Nel finale l’uomo rivela di essere un vecchio compagno di scuola dello stesso Wallace, cerca di vedersi attraverso il suo sguardo; io non ho fatto che pensare per tutto il tempo che fosse una neppure troppo velata proiezione dell’autore.
(Foster Wallace  ha disseminato suicidi lungo tutta la sua opera; lo stesso protagonista assente di Infinite Jest, il regista geniale, ha infilato la testa in un microonde e se l’è lasciata cuocere. Non ci stava forse gridando a gran voce che il suicidio sarebbe stato il suo personale finale?)
Nel breve racconto che segue, “La filosofia e lo specchio della natura”, al centro della narrazione c’è una donna il cui viso, a causa di un errore durante un intervento di chirurgia estetica, è divenuto ‘una maschera indelebile di folle terrore’.
La voce narrante è quella di suo figlio, costretto ad accompagnarla dappertutto per proteggerla da incomprensioni e situazioni imbarazzanti, se non rischiose.

In queste poche pagine quella che emerge è un’anima grottesca che sembra offrire una risposta alla domanda: “Cosa accadrebbe se quello che abbiamo dentro emergesse in superficie?”.
Il lungo racconto che dà il titolo all’opera, ‘Oblio’ è invece la storia ossessiva e maniacale di due coniugi il cui equilibrio matrimoniale viene incrinato dalle accuse, mosse dalla moglie al marito, di russare in maniera così disturbante da toglierle letteralmente il sonno.
Attorno a questa accusa prende vita una storia che avvolge come una spirale i due personaggi, che in una vera e propria indagine affidata ad una clinica specializzata in disturbi del sonno, vengono scandagliati dalla penna sincera e feroce di Wallace, esaminati nell’itinerario che – nella parabola della loro coppia – li ha portati a cristallizzarsi dentro spettri di vite che non hanno la minima somiglianza con le loro identità di partenza, o dinamiche iniziali, trasformandoli in nemici giurati.
La raccolta si chiude infine con un racconto, o un romanzo breve, ‘Il canale del dolore’ che ruota attorno a due elementi narrativi: uno è quello di un artista decisamente divisivo che pare creare sculture nell’atto stesso di defecare.
Sua moglie, una donna estremamente repressa e infelice, sogna di costruire un successo familiare attorno a questo singolare talento.

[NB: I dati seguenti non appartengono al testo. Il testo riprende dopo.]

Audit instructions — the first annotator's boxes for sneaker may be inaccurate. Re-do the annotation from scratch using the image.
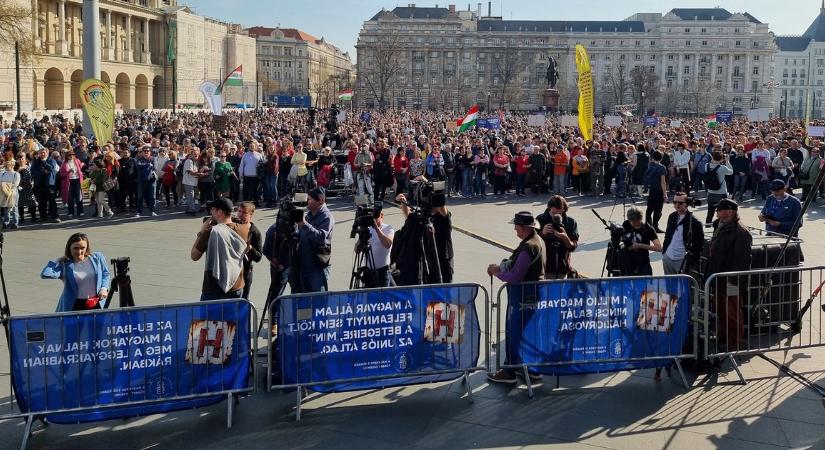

L’altro elemento chiave del racconto è quello della creazione di un network televisivo – il canale del dolore, appunto – i cui contenuti sono esclusivamente costituiti da video di vicende drammatiche, luttuose, feroci e dolorose, della storia e delle vicende private.
In una sorta di climax ascendente Wallace riserva dunque alla coda del libro il punto di arrivo, parossistico e disturbato – ma così tristemente adiacente ai nostri tempi- dello squallore umano portato al suo massimo livello.
L’ostentazione di quanto di più intimo possa esserci, come il dolore, o come le feci, al servizio di un pubblico che sembra non essere mai sazio di interiora d’anime, di frattaglie vitali.
Leggere Wallace è spesso un’esperienza fisicamente insostenibile, perché questi affondi nelle viscere agiscono sul corpo a molti livelli, con fiato corto e bruciore di stomaco e uno sgomento che si impossessa della pelle, però è sempre, sempre, un risveglio della coscienza intorpidita che contempla un baratro e può scegliere alla fine di non saltare.